Endpoints work as standalone or in combination.
Build using the tools you know.
The Developer Story
You've got data everywhere - PDFs from customer surveys, market reports in shared drives, research papers, and more. You want to build an agent that can actually use this information, but first you need to wrangle it into something usable.
Step 1: Classify your documents
Start by figuring out what kind of files you’re dealing with. With BookWyrm, it’s one command:
bookwyrm classify --file customer-satisfaction.pdf --output satisfaction.json
Now you know exactly what you're working with, ready for embedding and indexing in your favorite vector database (e.g. Pinecone).
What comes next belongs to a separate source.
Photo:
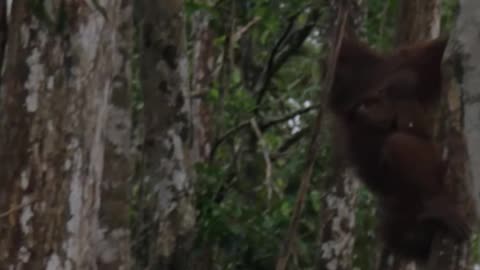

Step 2: Chunk your text the smart way
Instead of splitting text at arbitrary token lengths, BookWyrm uses phrasal models to break content into meaningful units:
bookwyrm phrasal --file satisfaction.txt --format with_offsets --output phrases.jsonl
Step 3: Summarize for clarity
Huge documents? No problem. Generate summaries that make it easier to embed, search, or serve to users:
bookwyrm summarize phrases.jsonl --output summary.json
Step 4: Ground answers with citations
When your agent answers a question, you want sources you can trust. BookWyrm's citation endpoint finds and justifies them:
bookwyrm cite "What are the outcomes from the customer satisfaction survey?" phrases.jsonl --output results.json
In just a few steps, you've built a RAG pipeline: documents classified → text chunked → content summarized → citations retrieved.
You have not needed to test models, touch regex, or duplicate tasks for different file types. BookWyrm handled the grunt work, letting you focus on building agents and applications that deliver reliable results.